Evidemment, surtout si nous souhaitons nous engager sur du long terme, comme c’est le cas dans ma galerie. J’ai toujours travaillé en confiance et il me semble que c’est le plus beau des contrats. Il n’y a pas de règle dans le fonctionnement d’une galerie. Elle est à l’image de celui ou de celle qui la mène. Au quotidien, c’est un travail de communication permanent. Il faut faire connaître les artistes individuellement et la galerie dans son ensemble. La vie d’une galerie est un travail d’équipe et la vie « commerciale » d’un artiste également. Chez moi, les artistes n’ont pas tous la même renommée, ni le même écho auprès du public. Alors chacun influence à sa manière l’ambiance intérieure et les plus connus attirent un public qui découvre d’autres artistes.

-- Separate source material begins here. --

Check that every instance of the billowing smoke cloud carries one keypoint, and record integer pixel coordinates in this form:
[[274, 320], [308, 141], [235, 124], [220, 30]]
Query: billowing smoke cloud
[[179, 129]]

Existe-t-il un lien, un point commun entre vos artistes ?
Je crois tout simplement que le lien c’est moi, car je les ai choisis et je les ai invités à participer à l’aventure de ma galerie. Entre eux, peu se connaissent. Le plus jeune est né en 1973 et la doyenne en 1932. Ils ont tous des parcours très différents. C’est passionnant d’écouter chacun dans la dynamique de ses projets. Un jour, une dame qui découvrait la galerie m’a dit : «on voit bien que c’est la même personne qui a sélectionné les artistes, c’est vraiment cohérent, on se sent bien dans chacun de ces univers, merci de ce moment de rêverie» C’était un beau cadeau ce jour là.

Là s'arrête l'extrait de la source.